OLD SCHOOL OF THE DAY
Tassajara One Room School
1650 Finley Road
Pleasanton, CA 94588
Built in 1889, the one-room Tassajara Schoolhouse is located at 1650 Finley Road, east of Danville in Contra Costa County’s Tassajara Valley. Students from Tassajara Valley ranches attended this school from 1889 to 1946. The schoolhouse was the second Tassajara grammar school, built when the student population outgrew a smaller structure. On January 12, 1889, ten out of ten Tassajara School District voters approved the sale of bonds amounting to $1700 to purchase a lot, build, and furnish a school. Peter Anderson was paid $200 for an acre of his ranch land on Finley Road. The Livermore Echo Newspaper (March 14, 1889) reported that the contract for the new school was let to J. L. Weilbye of Sunol. In 1889, Richard D. Williams was the teacher, and 41 students attended that August. They learned mental arithmetic, reading, geography, spelling and writing. A public high school in downtown Danville opened in 1910 and some of the students traveled into town for higher education, joining grammar school graduates from Sycamore Valley, San Ramon, and Danville schools. In 1946 Tassajara School enrollment shrank to 11 after two large families moved away. Several parents thought that students could get a better education by going to a more modern school. That year the school closed, and students and teacher Gertrude Arendt went to Danville for elementary school. The abandoned school fell on hard times. The bell disappeared, windows were broken and Washington’s picture was stolen.

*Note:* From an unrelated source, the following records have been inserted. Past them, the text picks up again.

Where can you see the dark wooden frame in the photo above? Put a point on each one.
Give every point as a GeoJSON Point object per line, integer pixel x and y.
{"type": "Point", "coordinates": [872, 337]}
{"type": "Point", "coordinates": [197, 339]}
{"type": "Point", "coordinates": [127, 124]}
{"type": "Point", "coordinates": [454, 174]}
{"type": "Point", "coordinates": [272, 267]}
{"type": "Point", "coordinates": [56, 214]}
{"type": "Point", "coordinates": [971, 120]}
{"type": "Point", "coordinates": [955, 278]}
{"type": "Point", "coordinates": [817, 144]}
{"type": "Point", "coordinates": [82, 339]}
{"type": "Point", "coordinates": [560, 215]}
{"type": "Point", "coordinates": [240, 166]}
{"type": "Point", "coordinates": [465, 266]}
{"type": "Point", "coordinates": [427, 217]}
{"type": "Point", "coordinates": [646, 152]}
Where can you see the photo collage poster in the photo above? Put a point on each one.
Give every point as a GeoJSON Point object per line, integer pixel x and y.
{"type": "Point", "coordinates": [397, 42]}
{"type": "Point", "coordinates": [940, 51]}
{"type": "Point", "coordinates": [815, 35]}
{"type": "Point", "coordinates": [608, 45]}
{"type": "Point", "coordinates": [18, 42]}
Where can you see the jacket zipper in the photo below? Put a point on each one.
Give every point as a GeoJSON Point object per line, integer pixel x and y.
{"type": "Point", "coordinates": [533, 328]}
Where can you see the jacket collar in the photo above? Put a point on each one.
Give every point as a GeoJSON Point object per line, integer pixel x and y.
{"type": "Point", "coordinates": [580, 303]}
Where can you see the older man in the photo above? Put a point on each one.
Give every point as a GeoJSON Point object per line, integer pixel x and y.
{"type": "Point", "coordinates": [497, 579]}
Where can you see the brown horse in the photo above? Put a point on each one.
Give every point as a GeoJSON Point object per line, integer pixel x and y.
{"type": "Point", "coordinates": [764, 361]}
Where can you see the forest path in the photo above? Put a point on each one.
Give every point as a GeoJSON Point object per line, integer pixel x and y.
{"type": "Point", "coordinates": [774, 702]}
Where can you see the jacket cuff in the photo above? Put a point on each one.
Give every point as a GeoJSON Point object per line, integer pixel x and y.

It was later deeded to the Tassajara Fire District (TFD) for restoration and general upkeep. The schoolhouse is where all TFD board meetings and events were held. The schoolhouse became a very important part of the TFD because it was a place where fire department personnel and the community came together. So the people in the Tassajara community organized to restore and care for the schoolhouse, replacing the foundation and roof and putting in new wiring and floors. They created the Tassajara-Highland Improvement Association in 1970, and In 1990, when the TFD consolidated with the San Ramon Valley Fire Protection District, the schoolhouse became the responsibility of the SRVFPD and the citizens it serves. An annual picnic at the school included a barbecue, raffles, auctions, games, and recruitment for volunteers. Funds were raised for the restoration. Today the schoolhouse is in excellent shape because of the efforts of the Tassajara and San Ramon Valley Fire Districts and the supportive Tassajara Valley community. The San Ramon Valley Fire Protection District installed a flagpole on the original site. A historic plaque was placed by the San Ramon Valley Historical Society in 1999.
For over 100 years the schoolhouse has been an important feature of the Tassajara Valley. It was a school, first and foremost. But it has also been used for graduations, dances, 4-H and fire board meetings, church services, picnics, and a polling place. The restored Tassajara School stands as a tribute to the caring community which worked to save it. The San Ramon Valley Fire Protection District and Contra Costa County transferred the stewardship of the ‘One Room Schoolhouse’ to the Museum of the San Ramon Valley in October 2012. This regional treasure is now owned by the Valley’s organization dedicated to preserving local history. Today, the Museum of the San Ramon Valley uses this “living museum” to present the third grade one-room school program to 2,500 students each spring. The One-room Schoolhouse Program aims to help students compare and contrast today’s classroom with that of a one-room school including an understanding and appreciation of our rural school heritage. The location has picnic tables surrounded by large walnut trees in an idyllic setting ensuring a memorable picnic, tour or visit. A belfry with bell, old outhouses, a restored stable and a new redwood water tower complete the picture. Tassajara One Room School was added to the National Register of Historic Places and is eligible for the National Register under Criterion A for its role in education and social history in rural Contra Costa County’s Tassajara Valley, at the local level of significance. Period of significance is from 1889, the date of construction, until 1946 when the building ceased operation as a school.